Endpoint protection is one of the most important parts of a multilayered cybersecurity approach. Choose one that is reliable, doesn't interfere with your systems, and allows you to focus on your business. To decide which endpoint protection best suits you, ensure to do your research and refer to reviews by established and reputable organisations. Here are a few things to consider:
Detection rates
You want your security software to be able to detect any and all threats that enter your network. The problem is, of course, that most malware is designed to evade detection. Therefore, you won’t always know if something has penetrated the software’s defences unless your systems slow down or start behaving erratically, or alternatively, you regularly audit your network traffic.
Independent test results might be your best guide here. Be especially wary of vendors who provide you with malware samples to test with – they tend to be customised, so their products automatically mark them as malicious.
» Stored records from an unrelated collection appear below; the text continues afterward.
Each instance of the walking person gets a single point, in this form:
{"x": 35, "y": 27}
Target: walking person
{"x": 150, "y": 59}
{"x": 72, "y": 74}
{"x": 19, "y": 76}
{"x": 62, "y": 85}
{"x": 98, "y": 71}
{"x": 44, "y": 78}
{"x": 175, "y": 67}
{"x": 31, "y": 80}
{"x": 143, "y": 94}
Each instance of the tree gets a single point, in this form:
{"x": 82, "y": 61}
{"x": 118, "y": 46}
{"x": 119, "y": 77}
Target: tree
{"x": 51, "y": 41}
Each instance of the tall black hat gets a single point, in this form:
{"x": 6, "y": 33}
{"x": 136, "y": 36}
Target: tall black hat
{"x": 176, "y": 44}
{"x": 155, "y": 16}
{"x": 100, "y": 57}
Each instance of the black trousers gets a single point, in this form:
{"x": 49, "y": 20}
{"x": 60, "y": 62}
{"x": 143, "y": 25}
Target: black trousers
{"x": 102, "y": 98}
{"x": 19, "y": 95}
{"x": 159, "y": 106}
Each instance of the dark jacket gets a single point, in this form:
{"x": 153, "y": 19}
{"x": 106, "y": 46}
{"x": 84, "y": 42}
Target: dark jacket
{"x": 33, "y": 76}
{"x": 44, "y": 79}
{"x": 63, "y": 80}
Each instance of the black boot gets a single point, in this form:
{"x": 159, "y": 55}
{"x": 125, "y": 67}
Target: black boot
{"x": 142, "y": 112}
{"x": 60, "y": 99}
If you are planning on using real malware for testing purposes, keep it safe and use a dedicated test machine that is isolated from the rest of your network, with no valuable data stored on it. Alternatively, you can check real-world tests conducted by trusted organisations with a proven track record.
Incidence of false positives
A false positive is an alert on a file or link that isn’t actually malicious. Some in the security industry maintain that they’re not a big deal – they are. Just one false positive could cause serious problems. If an antivirus solution is configured to immediately delete or quarantine infected files, a false positive in an essential file can render the operating system or crucial applications unusable.
Even if false positives don’t shut down your system, each one requires an investigation that wastes valuable IT resources. By choosing a product that keeps marking false positives, you’ll be spending a lot of time chasing down nonexistent threats, and possibly reimaging and restoring systems that don’t need to be touched at all.
System footprint
Security software varies widely in the amount of system resources required in terms of memory, disk space, processor load and network impact. During your evaluation, keep an open ear to user complaints. If antivirus updates or system scans noticeably impact system performance, you’ll hear about it as users see their systems slow down and it affects their ability to get work done.
System slowdowns aren’t a price you have to pay for having security. And you shouldn’t have to upgrade older machines just to run the security software. AV-Comparatives regularly runs performance testing to compare the impacts endpoint solutions have on machines they are running on.
Ease of management and maintenance
Pay particular attention to this one. You don’t want to have to wear out your shoes running from one device to another to configure, administer, upgrade or maintain security across all the systems in your environment.
Look for the ability to manage all endpoints (desktops, servers, virtual machines and even managed mobile devices) from a central console, from which you can push out updates, automate routine tasks such as creating and deploying configurations, and quickly create the reports you need.
Managing IT security from the cloud is convenient and easy. It’s also cost effective, because there is no need for additional hardware or software. With a cloud-based console you can connect anytime from your favourite browser.
Support response
In case you run into any problems, it’s best to have a place where you can search for solutions. Look for a knowledge base that covers a variety of scenarios. It should be easy to navigate and detailed enough to quickly provide information on the necessary steps. If you need further assistance, there should be a simple way to contact technical support.
To sum it up, the highest possible detection rate, lowest incidence of false positives, negligible impact on systems, easy management from a cloud console and high-quality support are the main aspects you should look for when choosing an endpoint solution.
But there are also other things to consider, such as ease of deployment or costs. If your company uses devices with more than one operating system, also look for a solution with cross-platform support. No matter whether you use Windows, macOS or Linux, be sure your desired solution has you covered. Don’t rush – choosing an endpoint security solution is not just a technical decision, but a business decision as well.